An oblique injury shelved Crain in April and a shoulder strain put him back on the disabled list in July. But since then, Crain has remained healthy and is now contributing when it matters most.
“When I had a couple of those muscle injuries, oblique and the shoulder strain, I wanted to make sure I was all the way healthy for the end of the season,” Crain said prior to Saturday’s game. “There’s no point in rushing back then and not being able to pitch now. Being able to take that time and get all the way healthy and being able to throw now healthy is what the plan was. I’m happy we took that approach and I’m feeling good now.”
Crain appeared especially fresh Friday while making one of his most significant appearances of the season. He allowed one hit and no runs and struck out four in 2 2/3 innings to help the White Sox hold on for a 3-1 win over the Tampa Bay Rays and move within a game of the Detroit Tigers. It was his longest appearance of the season.
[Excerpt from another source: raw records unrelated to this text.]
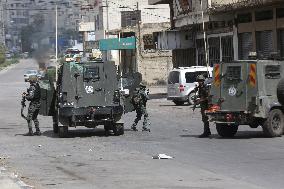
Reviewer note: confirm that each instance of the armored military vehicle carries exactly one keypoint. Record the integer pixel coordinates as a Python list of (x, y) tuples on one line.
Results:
[(87, 94), (244, 93)]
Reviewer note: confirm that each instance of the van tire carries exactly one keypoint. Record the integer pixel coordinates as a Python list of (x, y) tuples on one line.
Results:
[(280, 92), (118, 129), (226, 131), (273, 125), (178, 103), (190, 101), (63, 131)]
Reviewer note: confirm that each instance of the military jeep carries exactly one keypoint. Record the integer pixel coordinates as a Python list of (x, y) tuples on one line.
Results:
[(245, 93), (87, 93)]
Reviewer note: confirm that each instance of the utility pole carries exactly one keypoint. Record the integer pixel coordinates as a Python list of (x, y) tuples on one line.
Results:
[(204, 36), (56, 39)]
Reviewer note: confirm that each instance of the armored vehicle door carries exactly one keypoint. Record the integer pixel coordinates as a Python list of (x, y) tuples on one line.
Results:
[(47, 98), (238, 85), (129, 83)]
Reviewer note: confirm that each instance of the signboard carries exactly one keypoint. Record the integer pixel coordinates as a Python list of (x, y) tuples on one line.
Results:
[(91, 36), (118, 43), (86, 26)]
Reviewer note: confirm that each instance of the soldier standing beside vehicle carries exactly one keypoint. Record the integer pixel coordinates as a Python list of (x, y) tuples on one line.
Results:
[(33, 95), (203, 94), (139, 101)]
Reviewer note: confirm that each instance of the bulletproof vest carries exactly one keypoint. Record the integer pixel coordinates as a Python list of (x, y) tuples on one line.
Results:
[(37, 92)]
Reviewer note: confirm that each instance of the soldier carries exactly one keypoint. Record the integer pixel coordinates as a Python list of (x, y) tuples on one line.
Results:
[(33, 95), (139, 101), (203, 94)]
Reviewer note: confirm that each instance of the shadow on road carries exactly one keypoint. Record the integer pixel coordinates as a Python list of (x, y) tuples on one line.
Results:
[(157, 96), (239, 135), (83, 133)]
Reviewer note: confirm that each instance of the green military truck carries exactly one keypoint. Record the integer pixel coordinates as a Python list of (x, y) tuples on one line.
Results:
[(87, 93), (245, 93)]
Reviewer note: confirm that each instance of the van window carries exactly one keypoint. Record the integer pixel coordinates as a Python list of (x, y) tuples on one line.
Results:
[(190, 77), (91, 73), (272, 72), (173, 77), (233, 73)]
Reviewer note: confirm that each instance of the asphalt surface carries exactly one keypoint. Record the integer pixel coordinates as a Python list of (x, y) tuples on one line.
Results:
[(87, 159)]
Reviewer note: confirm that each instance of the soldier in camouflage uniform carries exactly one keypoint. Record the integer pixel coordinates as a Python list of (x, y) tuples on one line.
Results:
[(33, 95), (139, 102), (203, 94)]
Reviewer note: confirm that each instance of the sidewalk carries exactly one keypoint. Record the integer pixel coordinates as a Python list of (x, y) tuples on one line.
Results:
[(10, 181)]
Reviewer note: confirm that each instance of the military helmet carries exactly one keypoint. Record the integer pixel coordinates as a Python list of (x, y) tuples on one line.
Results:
[(200, 78), (33, 78)]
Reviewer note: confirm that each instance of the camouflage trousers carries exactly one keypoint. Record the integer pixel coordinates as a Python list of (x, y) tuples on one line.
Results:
[(141, 111), (205, 119), (33, 111)]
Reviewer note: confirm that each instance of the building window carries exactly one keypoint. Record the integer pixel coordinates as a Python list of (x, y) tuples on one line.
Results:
[(264, 15), (245, 45), (244, 18), (264, 43), (280, 13), (130, 18), (148, 41)]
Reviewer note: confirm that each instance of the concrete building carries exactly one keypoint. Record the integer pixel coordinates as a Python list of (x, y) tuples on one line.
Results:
[(125, 19), (232, 29), (260, 25)]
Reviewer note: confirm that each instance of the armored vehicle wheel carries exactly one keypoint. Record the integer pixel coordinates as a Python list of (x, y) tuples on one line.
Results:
[(178, 103), (273, 126), (63, 131), (226, 131), (118, 129), (190, 101), (280, 91)]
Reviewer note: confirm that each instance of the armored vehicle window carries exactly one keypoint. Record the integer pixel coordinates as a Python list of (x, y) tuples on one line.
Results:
[(173, 77), (91, 73), (233, 73), (190, 77), (272, 72)]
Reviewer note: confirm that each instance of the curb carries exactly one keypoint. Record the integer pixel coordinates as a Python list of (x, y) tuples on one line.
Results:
[(12, 178)]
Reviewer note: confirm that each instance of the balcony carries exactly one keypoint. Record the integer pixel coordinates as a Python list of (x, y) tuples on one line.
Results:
[(155, 2), (229, 5)]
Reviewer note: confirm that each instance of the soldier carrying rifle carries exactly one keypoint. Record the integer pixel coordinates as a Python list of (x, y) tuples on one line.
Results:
[(203, 95), (32, 95)]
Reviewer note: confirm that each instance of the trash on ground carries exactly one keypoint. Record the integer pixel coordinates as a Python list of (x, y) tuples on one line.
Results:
[(162, 156)]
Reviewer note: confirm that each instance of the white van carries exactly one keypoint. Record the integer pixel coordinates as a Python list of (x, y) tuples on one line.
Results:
[(182, 81)]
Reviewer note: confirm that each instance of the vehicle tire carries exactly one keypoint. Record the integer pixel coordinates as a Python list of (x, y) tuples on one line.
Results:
[(226, 131), (118, 129), (273, 125), (63, 131), (280, 92), (178, 103), (190, 101)]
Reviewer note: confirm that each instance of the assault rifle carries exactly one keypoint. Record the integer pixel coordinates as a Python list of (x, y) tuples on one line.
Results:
[(23, 103)]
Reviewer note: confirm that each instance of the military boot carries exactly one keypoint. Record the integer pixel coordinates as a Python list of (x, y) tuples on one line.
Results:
[(146, 129), (30, 133)]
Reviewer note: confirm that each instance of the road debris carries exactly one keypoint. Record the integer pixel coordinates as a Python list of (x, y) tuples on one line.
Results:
[(162, 156)]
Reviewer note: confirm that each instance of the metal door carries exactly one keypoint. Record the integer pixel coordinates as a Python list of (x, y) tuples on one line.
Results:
[(245, 45), (233, 87)]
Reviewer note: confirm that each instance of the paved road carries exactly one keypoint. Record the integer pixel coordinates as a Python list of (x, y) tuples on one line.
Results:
[(89, 160)]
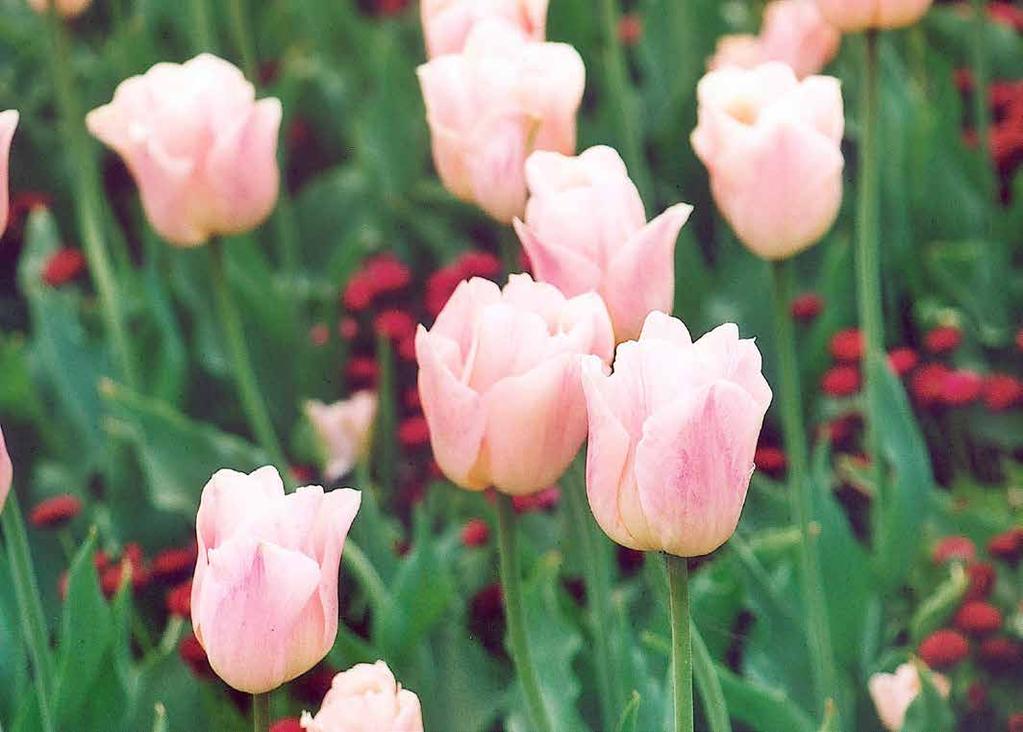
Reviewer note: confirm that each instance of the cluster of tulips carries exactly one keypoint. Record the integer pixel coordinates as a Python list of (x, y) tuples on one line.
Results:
[(515, 379)]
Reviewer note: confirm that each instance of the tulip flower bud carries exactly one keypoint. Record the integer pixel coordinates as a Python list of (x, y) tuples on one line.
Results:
[(893, 693), (499, 381), (65, 8), (8, 121), (366, 698), (854, 15), (586, 231), (202, 149), (264, 602), (345, 429), (771, 145), (672, 437), (491, 105), (446, 24)]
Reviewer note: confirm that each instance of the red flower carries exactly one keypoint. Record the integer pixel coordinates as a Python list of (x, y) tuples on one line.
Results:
[(841, 381), (475, 533), (978, 619), (62, 266), (943, 339), (943, 648), (54, 512), (847, 346)]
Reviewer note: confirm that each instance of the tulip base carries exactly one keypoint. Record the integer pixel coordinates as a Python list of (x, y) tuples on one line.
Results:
[(681, 641)]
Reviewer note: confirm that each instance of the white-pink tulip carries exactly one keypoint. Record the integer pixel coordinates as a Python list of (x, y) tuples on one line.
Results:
[(586, 230), (202, 149), (490, 106)]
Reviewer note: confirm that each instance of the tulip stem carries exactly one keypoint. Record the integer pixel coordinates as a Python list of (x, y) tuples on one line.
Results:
[(30, 606), (593, 557), (249, 393), (88, 198), (681, 642), (515, 615), (800, 489), (261, 713)]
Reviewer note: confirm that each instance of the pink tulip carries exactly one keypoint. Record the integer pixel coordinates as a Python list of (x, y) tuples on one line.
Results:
[(446, 24), (672, 432), (65, 8), (772, 147), (264, 600), (893, 693), (6, 471), (499, 381), (586, 231), (8, 121), (344, 429), (366, 698), (490, 106), (202, 149), (853, 15)]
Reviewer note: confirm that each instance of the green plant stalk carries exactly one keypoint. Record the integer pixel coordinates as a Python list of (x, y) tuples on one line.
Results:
[(252, 400), (801, 499), (622, 99), (681, 643), (30, 606), (88, 198), (594, 568), (516, 616), (261, 713)]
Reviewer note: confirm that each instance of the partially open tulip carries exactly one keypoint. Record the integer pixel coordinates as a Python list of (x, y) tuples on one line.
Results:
[(586, 230), (893, 693), (446, 24), (772, 147), (202, 149), (344, 429), (264, 601), (672, 435), (499, 381), (8, 122), (366, 698), (494, 103), (853, 15), (65, 8)]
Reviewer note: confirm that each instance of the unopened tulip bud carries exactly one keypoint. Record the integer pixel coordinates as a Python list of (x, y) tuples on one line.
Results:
[(672, 437), (264, 602), (586, 230), (202, 149)]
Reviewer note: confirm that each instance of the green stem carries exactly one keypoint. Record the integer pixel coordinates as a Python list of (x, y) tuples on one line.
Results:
[(681, 644), (261, 713), (621, 98), (715, 707), (249, 392), (515, 615), (30, 606), (88, 198), (594, 567), (791, 405)]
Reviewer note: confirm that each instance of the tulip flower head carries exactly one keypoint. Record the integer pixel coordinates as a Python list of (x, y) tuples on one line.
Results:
[(893, 693), (586, 230), (366, 698), (202, 149), (492, 105), (345, 429), (499, 381), (264, 602), (771, 145), (8, 122), (855, 15), (446, 24), (672, 437)]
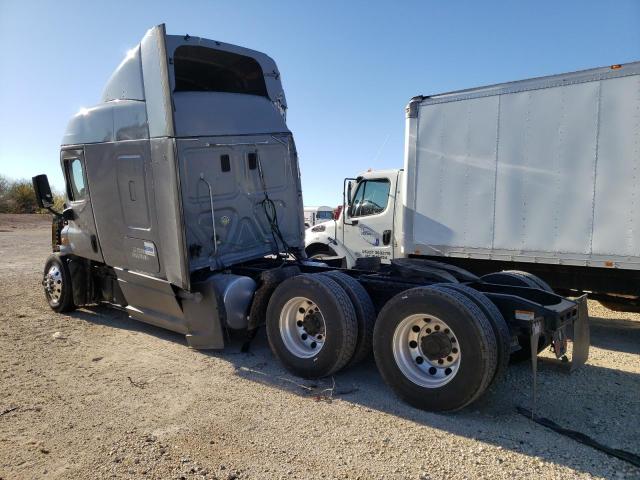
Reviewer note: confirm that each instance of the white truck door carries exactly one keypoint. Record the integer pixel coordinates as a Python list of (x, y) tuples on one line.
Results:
[(368, 221)]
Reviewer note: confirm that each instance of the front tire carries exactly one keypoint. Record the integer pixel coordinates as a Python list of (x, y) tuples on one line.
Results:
[(57, 284), (435, 348), (311, 326)]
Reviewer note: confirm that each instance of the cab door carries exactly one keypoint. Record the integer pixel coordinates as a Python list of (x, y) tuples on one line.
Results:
[(368, 222), (80, 231)]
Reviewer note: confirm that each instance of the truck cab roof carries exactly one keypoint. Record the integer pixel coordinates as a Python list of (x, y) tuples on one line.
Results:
[(171, 85)]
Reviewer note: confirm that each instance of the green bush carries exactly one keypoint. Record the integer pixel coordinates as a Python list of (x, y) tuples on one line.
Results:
[(18, 196)]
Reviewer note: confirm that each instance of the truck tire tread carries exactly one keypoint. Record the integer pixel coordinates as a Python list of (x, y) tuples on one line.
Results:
[(365, 314)]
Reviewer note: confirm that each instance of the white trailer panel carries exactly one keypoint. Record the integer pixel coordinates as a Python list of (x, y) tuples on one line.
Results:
[(542, 170)]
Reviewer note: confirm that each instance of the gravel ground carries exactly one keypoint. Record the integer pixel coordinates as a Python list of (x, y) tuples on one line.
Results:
[(94, 394)]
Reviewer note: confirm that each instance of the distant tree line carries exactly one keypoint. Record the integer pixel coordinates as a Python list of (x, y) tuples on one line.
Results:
[(18, 196)]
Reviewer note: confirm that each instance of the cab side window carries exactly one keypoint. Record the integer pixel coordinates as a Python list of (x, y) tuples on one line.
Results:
[(75, 179), (371, 198)]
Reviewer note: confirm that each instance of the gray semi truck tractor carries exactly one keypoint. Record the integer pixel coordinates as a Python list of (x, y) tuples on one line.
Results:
[(184, 209)]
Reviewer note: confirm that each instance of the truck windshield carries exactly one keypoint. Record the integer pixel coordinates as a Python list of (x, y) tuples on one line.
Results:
[(371, 198), (202, 69)]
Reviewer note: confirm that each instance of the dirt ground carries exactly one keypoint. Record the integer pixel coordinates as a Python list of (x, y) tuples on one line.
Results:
[(94, 394)]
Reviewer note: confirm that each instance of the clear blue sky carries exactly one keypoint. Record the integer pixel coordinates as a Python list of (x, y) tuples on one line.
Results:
[(349, 68)]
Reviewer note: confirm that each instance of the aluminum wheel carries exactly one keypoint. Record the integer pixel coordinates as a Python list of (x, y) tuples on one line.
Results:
[(52, 283), (302, 327), (426, 350)]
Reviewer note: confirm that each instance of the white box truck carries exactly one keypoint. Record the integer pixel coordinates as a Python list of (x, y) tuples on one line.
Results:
[(539, 175)]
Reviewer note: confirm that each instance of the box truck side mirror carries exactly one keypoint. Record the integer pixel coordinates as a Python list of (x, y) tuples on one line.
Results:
[(41, 187)]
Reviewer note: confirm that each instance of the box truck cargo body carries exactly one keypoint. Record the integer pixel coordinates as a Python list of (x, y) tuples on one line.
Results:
[(542, 170), (538, 175)]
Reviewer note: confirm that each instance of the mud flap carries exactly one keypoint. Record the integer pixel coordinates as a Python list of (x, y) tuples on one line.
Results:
[(534, 337), (581, 335), (581, 340)]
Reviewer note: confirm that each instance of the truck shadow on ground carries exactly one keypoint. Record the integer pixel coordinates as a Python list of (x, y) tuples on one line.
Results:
[(615, 334), (599, 402)]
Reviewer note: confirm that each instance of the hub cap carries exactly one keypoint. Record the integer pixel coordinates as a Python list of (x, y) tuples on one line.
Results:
[(302, 327), (53, 284), (426, 350)]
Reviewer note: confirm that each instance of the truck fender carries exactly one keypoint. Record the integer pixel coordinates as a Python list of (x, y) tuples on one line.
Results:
[(339, 248)]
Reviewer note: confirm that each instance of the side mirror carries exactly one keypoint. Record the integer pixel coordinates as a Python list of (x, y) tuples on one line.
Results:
[(67, 214), (41, 187)]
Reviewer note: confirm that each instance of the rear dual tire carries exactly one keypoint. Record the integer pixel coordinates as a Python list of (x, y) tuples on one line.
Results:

“I was expecting to go at least two innings when I went out there,” said Crain, who has a 2.49 ERA in 47 innings and 50 appearances. “The third (inning) is kind of a little bonus. But I felt good. The first two innings went pretty good. I was happy to do it.”
White Sox manager Robin Ventura was just as pleased to allow him to do it.
“I can’t say enough about what he did,” Ventura said following Friday’s win. “He really stepped up going the distance he did. It’s just one of those that guys gutted it out.
“He looked great. He was strong enough to be able to go out there and do it. It’s just a great job by him to be able to do that knowing the situation we’re in.”
Crain is unlikely to be used again on Saturday, but he can’t wait to contribute again.
“It’s exciting to be a part of winning and trying to accomplish a goal as opposed to playing to the end and just go home,” Crain said. “We’re here or we’re all in until they tell us we can’t play anymore.”